In early April, after Brown and Clem’s default, Anderson Hunter commenced judicial foreclosure proceedings and directed that OCI begin collecting and forwarding rents (OCI remained as beneficiary under the deed of trust). To comply, OCI instructed Sound View II tenants to begin making payments to OCI rather than Brown and Clem. And, to protect its investment, Anderson Hunter began paying utility and repair costs.

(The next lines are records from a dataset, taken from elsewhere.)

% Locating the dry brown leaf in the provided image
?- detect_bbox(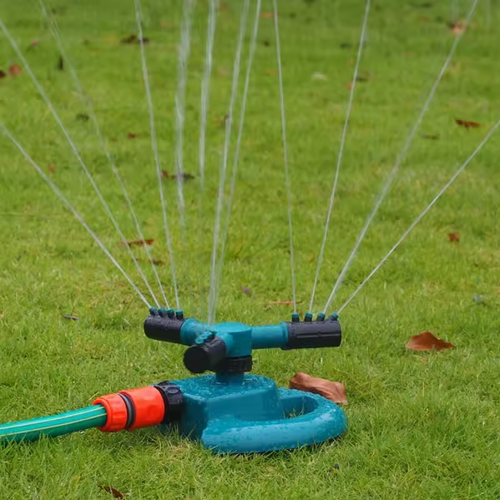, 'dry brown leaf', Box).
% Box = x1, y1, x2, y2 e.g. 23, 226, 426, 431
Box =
120, 239, 154, 247
449, 21, 467, 35
455, 118, 481, 128
97, 484, 125, 498
406, 332, 455, 351
290, 372, 349, 405
9, 64, 23, 76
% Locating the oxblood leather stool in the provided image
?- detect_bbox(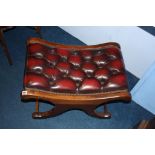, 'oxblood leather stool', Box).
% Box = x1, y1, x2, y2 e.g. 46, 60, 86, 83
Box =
21, 38, 131, 118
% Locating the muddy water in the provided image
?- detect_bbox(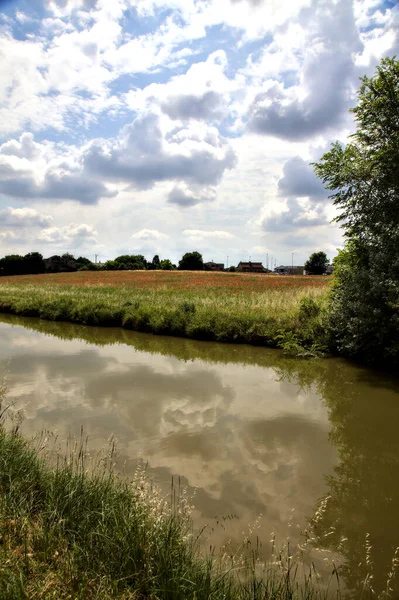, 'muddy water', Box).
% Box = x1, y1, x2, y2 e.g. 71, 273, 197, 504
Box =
0, 315, 399, 597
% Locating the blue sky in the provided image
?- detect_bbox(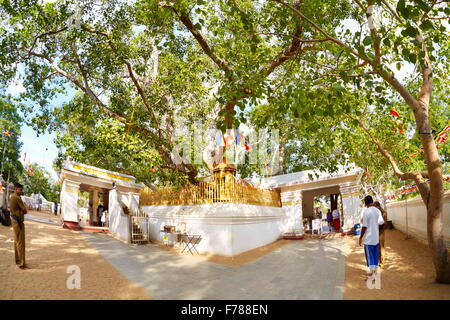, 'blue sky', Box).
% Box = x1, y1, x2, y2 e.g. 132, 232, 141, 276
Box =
3, 15, 420, 180
6, 81, 73, 180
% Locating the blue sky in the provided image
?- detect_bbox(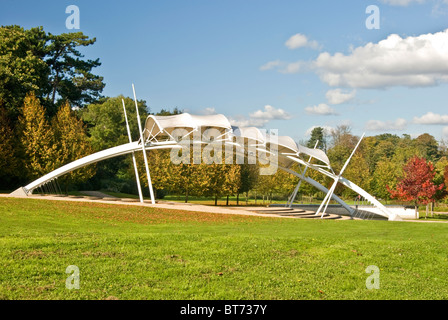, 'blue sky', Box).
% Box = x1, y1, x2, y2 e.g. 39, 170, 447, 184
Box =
0, 0, 448, 141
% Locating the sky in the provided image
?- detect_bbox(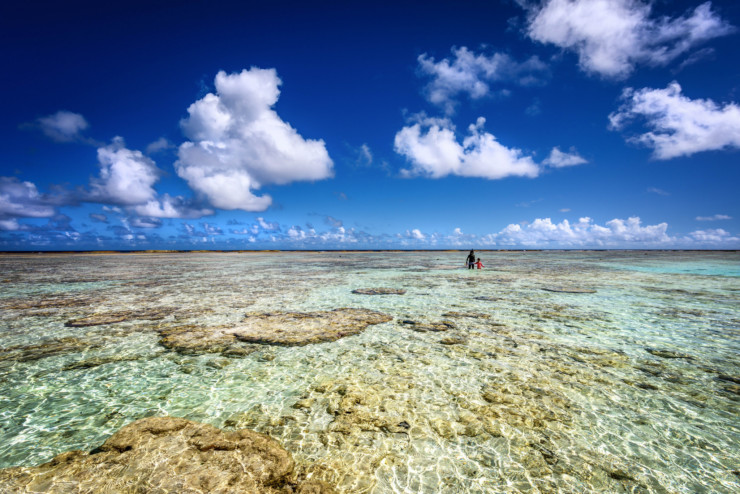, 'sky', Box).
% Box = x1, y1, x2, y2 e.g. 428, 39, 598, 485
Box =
0, 0, 740, 247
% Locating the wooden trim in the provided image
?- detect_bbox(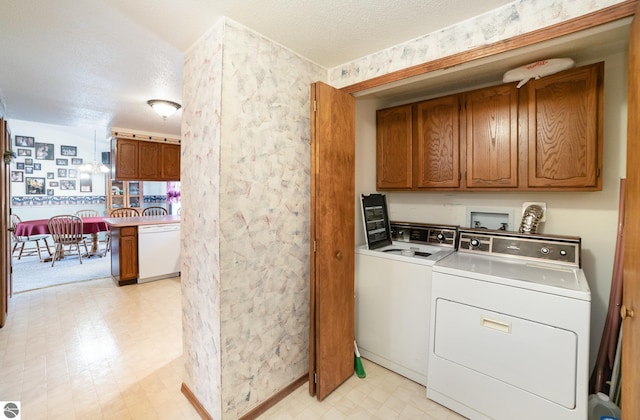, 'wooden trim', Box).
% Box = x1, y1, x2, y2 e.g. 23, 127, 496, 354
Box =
239, 373, 309, 420
180, 382, 213, 420
340, 0, 640, 93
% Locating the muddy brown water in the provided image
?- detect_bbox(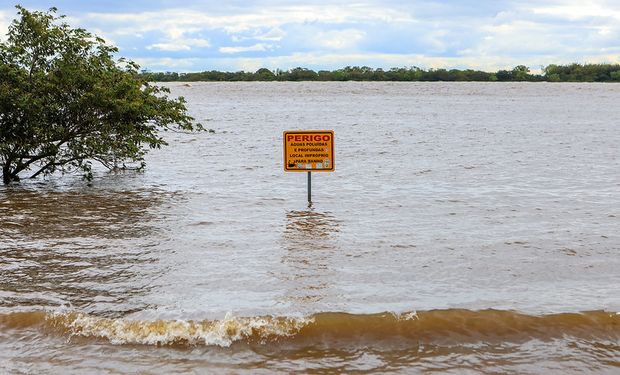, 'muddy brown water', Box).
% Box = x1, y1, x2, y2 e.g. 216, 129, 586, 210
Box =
0, 82, 620, 374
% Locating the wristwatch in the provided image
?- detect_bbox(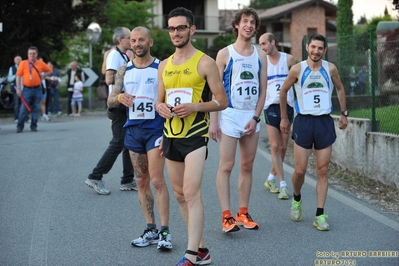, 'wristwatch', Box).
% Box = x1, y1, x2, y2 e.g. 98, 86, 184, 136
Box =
252, 115, 260, 123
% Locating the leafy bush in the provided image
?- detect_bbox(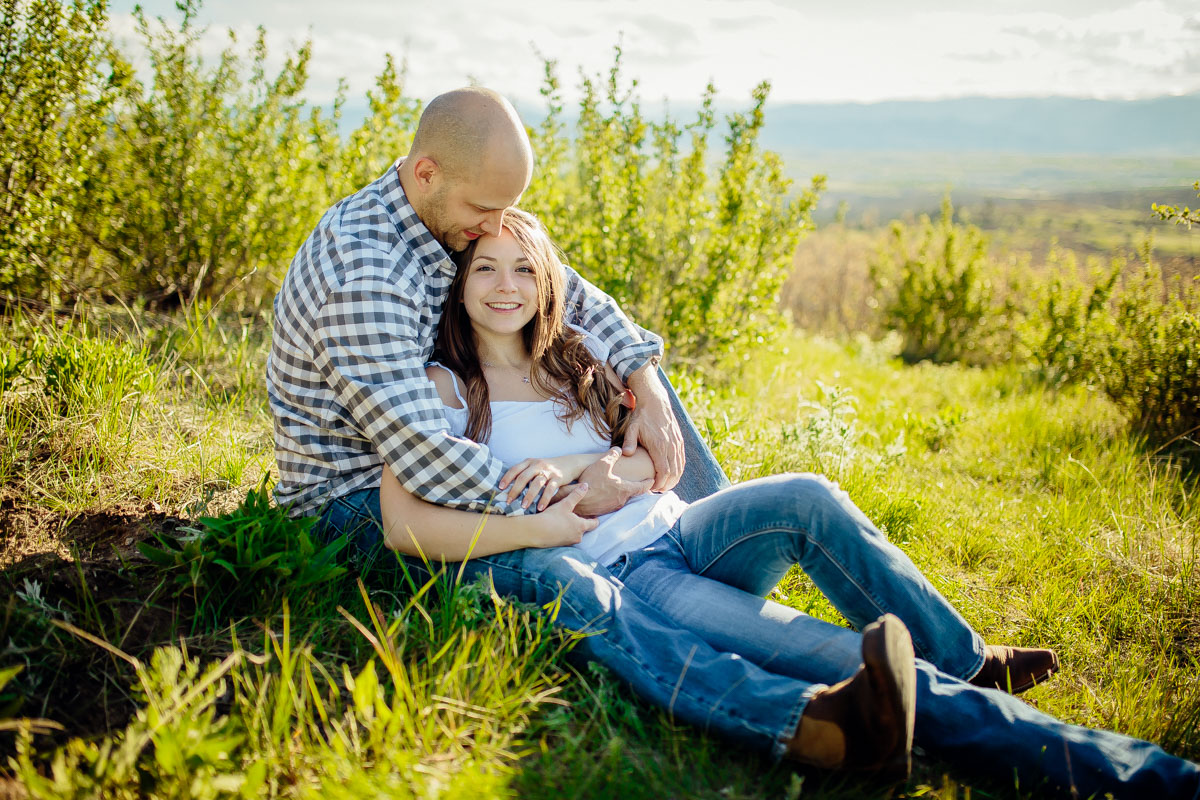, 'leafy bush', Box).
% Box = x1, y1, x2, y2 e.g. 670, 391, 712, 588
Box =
1024, 248, 1126, 386
1100, 259, 1200, 445
524, 48, 823, 359
0, 0, 127, 299
138, 485, 347, 626
80, 0, 324, 305
870, 197, 992, 363
1150, 181, 1200, 228
41, 331, 155, 415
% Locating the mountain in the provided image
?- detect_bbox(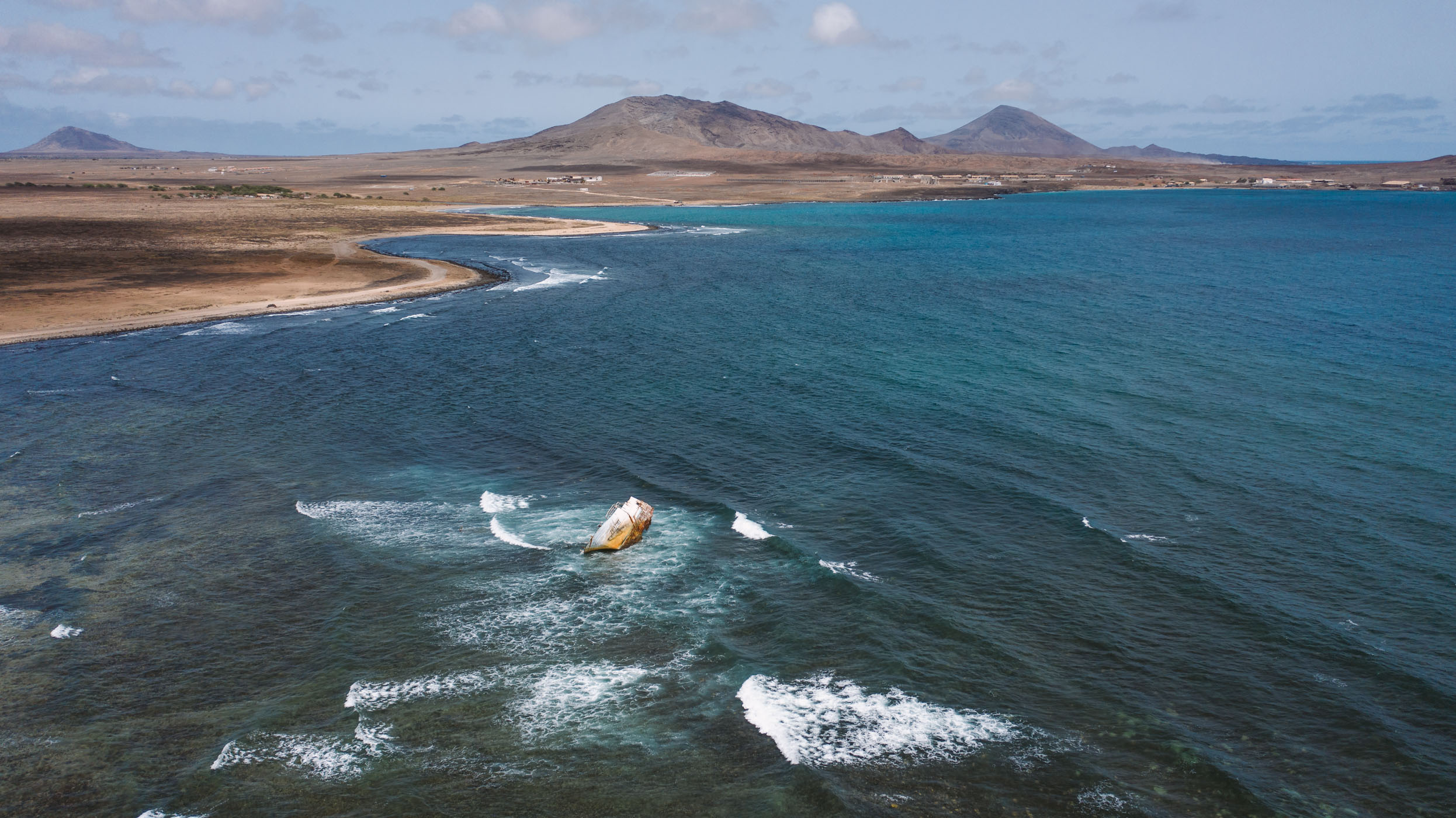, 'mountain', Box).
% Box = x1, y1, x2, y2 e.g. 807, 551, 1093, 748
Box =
1102, 144, 1303, 164
924, 105, 1102, 156
6, 125, 163, 154
1102, 144, 1219, 164
486, 95, 945, 156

Sometime before Makaliah’s injury, although disputed, Anderson Hunter hired Craig Hoffman to make repairs and manage the apartment complex. Hoffman previously tried to purchase the complex from Brown and Clem, but the transaction never closed. When Anderson Hunter hired Hoffman, which apparently occurred after the failed transaction, Hoffman expected to purchase the complex at the foreclosure sale.

On July 22, 1997, deciding against judicial foreclosure, Anderson Hunter sent a notice of default and of trustee’s sale to Brown and Clem. The sale occurred on October 31, 1997. Hoffman was the purchaser.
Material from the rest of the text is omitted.